To facilitate cooperation, UChicago Medicine is initiating a program, the,Clinical Leadership Development Fellowship, which aims to invite seven Chinese scholars from renowned hospitals, such as Peking Union Medical College Hospital, to their campus for a year. There, they will take professional courses and receive certificates in clinical trial management. In the meantime, experts from the US will be sent to China for a similar exchange.

The fellowship was established to provide experts fundamental knowledge and ethics information needed for clinical trials for cancer. In this way, a standardized system can be set up for both China and the US, which may serve doctors tackling cancers like gastrointestinal cancer.

Dr. Blasé Polite, another professor from UChicago Medicine, noted that tumors between individuals or even within a patient's body differ. Therefore, doctors must "consider racial and ethnic diversity and use the most cutting-edge science and tools to find the mutation causing the cancer and target it."

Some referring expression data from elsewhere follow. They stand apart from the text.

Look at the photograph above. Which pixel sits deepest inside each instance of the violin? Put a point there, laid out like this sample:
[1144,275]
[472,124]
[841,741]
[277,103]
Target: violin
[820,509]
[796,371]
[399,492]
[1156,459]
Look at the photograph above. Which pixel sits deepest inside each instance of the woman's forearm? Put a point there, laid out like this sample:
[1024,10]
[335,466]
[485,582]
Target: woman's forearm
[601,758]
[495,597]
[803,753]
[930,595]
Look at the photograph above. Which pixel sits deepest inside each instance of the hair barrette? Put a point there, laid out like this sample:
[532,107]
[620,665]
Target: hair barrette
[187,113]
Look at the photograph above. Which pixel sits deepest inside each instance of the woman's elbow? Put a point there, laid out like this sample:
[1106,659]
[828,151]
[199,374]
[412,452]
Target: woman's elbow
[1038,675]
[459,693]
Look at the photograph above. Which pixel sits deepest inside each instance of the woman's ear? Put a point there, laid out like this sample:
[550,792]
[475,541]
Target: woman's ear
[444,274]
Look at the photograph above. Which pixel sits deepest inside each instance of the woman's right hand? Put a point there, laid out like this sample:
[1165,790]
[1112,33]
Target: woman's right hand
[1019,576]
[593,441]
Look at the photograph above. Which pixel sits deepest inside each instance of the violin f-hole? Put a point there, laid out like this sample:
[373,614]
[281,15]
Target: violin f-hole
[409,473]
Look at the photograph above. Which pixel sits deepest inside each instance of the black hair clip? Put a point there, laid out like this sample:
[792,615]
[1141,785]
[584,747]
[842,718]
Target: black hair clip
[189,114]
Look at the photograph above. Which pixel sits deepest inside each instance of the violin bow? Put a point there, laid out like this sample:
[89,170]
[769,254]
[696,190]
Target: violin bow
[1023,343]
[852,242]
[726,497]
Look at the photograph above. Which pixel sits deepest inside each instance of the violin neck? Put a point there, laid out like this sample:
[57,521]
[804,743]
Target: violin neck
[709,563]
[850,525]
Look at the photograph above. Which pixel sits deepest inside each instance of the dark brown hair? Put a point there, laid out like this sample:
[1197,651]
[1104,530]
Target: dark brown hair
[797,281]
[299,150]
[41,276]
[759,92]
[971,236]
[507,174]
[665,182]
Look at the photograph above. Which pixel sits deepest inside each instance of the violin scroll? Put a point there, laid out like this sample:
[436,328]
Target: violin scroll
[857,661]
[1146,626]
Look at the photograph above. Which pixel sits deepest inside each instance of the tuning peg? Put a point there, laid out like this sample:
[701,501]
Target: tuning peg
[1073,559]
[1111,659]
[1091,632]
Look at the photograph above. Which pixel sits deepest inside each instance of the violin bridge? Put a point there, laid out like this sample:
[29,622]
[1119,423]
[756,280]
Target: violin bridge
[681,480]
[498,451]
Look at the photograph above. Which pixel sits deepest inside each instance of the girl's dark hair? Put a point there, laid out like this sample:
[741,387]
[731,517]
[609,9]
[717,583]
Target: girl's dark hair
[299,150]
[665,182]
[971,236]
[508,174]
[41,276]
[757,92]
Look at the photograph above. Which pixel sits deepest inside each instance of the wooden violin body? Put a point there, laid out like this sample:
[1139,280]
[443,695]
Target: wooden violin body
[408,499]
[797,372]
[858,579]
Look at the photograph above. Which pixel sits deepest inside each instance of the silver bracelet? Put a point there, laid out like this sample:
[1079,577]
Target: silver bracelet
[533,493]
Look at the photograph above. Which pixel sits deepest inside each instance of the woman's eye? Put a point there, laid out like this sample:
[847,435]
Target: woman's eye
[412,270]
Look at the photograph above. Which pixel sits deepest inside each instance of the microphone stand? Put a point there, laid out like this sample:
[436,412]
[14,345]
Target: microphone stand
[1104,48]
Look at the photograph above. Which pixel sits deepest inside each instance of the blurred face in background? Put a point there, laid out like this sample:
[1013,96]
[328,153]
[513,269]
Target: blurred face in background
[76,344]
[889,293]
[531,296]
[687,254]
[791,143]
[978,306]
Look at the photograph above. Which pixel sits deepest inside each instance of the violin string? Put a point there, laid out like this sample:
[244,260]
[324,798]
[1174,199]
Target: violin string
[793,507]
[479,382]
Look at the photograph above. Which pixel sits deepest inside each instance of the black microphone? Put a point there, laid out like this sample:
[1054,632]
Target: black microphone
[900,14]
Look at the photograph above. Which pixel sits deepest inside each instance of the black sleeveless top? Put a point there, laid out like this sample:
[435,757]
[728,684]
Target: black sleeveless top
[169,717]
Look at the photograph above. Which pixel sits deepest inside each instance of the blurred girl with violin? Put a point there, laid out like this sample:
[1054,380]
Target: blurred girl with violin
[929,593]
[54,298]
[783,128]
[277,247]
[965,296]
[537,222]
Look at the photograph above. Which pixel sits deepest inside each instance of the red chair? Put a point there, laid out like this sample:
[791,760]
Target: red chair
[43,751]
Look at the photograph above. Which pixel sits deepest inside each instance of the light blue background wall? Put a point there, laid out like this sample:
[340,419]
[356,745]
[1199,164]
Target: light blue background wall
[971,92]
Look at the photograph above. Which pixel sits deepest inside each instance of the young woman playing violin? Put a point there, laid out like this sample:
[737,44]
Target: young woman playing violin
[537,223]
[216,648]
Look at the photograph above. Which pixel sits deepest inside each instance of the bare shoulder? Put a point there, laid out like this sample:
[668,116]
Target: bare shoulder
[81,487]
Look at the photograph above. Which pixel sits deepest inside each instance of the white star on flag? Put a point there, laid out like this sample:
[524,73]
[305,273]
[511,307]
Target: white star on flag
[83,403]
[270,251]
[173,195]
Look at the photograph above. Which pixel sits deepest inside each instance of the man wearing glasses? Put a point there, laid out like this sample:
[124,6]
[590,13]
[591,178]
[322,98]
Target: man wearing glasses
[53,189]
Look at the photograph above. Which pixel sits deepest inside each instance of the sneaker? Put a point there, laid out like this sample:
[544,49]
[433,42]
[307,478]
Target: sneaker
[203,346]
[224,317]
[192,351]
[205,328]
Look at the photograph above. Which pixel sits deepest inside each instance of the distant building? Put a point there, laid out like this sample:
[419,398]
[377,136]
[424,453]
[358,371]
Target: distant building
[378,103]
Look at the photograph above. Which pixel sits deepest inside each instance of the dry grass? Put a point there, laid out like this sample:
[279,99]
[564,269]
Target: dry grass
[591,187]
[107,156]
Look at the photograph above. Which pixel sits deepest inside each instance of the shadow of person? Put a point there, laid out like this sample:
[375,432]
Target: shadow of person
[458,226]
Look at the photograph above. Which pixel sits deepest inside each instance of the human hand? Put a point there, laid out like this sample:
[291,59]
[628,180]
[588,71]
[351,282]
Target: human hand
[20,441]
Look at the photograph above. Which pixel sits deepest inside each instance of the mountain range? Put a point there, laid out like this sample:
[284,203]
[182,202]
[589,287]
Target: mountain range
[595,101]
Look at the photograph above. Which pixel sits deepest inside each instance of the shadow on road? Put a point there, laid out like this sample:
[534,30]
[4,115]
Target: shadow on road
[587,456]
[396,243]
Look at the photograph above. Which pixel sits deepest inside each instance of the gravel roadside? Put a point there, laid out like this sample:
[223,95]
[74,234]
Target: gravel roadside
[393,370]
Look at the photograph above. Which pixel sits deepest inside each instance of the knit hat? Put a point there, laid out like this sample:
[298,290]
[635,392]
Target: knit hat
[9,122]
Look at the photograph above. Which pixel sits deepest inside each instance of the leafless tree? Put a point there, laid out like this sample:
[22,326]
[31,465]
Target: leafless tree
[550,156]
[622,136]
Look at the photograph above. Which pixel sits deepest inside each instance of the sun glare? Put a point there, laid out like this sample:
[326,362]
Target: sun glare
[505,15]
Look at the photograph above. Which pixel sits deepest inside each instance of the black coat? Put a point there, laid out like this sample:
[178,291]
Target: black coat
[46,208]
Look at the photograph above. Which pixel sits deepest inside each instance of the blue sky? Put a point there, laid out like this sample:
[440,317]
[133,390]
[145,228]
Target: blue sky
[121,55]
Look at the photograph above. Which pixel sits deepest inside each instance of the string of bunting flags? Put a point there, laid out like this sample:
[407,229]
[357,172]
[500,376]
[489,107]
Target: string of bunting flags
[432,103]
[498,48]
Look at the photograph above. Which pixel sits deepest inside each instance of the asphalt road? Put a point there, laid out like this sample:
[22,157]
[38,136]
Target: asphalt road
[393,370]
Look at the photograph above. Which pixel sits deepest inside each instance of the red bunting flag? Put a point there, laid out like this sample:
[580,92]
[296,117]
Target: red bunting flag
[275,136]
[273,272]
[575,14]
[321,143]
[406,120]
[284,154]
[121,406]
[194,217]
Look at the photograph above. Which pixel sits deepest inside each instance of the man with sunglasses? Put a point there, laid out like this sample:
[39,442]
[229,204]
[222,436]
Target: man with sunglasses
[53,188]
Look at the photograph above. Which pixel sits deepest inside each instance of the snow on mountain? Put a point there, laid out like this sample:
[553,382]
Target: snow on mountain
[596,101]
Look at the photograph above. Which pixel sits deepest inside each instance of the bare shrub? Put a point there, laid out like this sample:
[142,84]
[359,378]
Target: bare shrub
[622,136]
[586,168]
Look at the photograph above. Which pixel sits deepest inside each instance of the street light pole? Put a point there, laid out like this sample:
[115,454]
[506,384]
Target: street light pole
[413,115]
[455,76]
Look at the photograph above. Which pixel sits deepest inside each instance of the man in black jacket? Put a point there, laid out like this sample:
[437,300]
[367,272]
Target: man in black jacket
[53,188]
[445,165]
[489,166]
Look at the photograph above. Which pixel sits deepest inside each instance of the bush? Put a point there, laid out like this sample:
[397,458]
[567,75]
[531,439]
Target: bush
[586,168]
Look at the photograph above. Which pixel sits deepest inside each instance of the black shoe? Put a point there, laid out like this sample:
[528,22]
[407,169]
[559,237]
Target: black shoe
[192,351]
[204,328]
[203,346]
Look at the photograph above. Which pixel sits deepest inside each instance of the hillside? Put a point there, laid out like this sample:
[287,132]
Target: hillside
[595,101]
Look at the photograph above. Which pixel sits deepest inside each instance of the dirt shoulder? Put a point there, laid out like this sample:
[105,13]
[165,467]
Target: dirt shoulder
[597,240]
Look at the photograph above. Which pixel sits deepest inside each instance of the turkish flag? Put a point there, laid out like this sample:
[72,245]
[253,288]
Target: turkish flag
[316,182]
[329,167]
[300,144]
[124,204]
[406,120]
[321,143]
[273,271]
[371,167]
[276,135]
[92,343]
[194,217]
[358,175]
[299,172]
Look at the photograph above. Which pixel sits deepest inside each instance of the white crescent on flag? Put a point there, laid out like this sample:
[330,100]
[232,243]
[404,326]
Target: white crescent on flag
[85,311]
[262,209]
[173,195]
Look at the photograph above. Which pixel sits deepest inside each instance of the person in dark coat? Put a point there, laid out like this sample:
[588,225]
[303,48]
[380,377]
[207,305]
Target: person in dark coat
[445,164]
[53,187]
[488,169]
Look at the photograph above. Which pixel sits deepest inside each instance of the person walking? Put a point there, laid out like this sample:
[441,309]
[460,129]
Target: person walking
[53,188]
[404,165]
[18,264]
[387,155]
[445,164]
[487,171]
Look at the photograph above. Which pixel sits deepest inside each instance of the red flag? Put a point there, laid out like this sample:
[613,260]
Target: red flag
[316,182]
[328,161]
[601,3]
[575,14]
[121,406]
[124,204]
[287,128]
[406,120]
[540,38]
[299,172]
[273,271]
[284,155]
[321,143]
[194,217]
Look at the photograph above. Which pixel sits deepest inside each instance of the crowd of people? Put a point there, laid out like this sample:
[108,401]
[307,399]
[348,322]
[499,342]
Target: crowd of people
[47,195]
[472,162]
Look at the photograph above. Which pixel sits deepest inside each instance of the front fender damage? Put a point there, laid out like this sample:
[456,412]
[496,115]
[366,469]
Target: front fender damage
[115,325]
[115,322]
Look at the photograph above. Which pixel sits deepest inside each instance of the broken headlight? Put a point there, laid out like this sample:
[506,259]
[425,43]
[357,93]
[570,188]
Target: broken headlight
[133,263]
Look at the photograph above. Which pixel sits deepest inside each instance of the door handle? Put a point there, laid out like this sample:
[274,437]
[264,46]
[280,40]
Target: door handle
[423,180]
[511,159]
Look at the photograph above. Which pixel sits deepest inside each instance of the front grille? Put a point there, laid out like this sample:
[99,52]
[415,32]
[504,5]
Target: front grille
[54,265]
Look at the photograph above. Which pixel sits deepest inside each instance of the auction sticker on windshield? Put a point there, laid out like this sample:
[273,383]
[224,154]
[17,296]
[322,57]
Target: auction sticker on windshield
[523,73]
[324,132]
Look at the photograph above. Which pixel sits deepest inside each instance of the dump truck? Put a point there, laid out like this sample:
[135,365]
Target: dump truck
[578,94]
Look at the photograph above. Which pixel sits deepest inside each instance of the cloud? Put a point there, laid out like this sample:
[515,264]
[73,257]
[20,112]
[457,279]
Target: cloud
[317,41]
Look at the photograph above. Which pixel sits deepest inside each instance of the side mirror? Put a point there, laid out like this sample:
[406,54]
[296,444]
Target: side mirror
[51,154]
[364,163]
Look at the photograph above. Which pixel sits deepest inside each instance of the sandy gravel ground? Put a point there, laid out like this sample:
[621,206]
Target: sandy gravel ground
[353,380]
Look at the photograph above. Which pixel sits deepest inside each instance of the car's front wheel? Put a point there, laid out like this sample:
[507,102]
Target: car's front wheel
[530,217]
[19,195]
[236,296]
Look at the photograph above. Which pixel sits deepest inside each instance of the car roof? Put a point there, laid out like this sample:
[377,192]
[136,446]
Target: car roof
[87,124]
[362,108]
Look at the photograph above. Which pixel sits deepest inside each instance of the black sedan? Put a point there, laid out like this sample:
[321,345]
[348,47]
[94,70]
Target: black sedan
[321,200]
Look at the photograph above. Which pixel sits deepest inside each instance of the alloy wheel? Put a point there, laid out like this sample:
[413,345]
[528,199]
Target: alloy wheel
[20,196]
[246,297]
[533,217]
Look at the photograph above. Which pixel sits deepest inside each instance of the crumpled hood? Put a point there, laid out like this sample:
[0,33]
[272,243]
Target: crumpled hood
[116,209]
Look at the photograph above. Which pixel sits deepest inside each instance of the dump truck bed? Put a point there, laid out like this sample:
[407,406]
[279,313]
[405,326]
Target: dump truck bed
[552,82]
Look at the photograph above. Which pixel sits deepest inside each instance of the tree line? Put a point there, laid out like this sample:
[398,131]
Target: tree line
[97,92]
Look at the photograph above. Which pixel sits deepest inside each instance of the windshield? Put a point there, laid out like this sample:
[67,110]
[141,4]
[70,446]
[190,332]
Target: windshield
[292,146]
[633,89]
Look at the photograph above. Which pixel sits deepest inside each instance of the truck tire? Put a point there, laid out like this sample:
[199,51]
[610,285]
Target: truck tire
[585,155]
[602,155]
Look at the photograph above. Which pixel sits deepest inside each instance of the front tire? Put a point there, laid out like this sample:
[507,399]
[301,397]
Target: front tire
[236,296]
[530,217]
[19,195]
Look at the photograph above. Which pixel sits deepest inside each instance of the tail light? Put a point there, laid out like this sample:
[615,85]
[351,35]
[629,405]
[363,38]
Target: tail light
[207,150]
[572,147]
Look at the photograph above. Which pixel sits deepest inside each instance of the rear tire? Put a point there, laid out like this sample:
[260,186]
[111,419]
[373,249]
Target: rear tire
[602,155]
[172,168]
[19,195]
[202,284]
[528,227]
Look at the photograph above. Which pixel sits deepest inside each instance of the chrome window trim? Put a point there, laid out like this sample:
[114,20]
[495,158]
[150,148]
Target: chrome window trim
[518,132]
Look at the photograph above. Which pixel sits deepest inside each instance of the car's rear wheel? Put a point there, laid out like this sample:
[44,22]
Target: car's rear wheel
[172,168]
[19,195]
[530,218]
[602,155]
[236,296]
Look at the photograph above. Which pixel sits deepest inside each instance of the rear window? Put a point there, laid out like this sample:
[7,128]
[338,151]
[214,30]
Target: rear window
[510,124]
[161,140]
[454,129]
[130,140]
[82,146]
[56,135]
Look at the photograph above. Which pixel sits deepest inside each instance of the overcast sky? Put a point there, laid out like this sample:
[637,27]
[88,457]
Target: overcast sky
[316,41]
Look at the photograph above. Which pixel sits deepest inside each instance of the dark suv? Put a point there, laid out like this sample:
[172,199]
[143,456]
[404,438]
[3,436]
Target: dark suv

To address the problem, US experts call for international cooperation between China and the US to conduct clinical trials on patients from those countries, finding the optimal treatment for individuals.

"We can work together to help define those diseases and develop specific personalized treatments that will benefit both Chinese and US patients," said Dr. Mitchell Posner, section chief of general surgery and chief of surgical oncology at UChicago Medicine.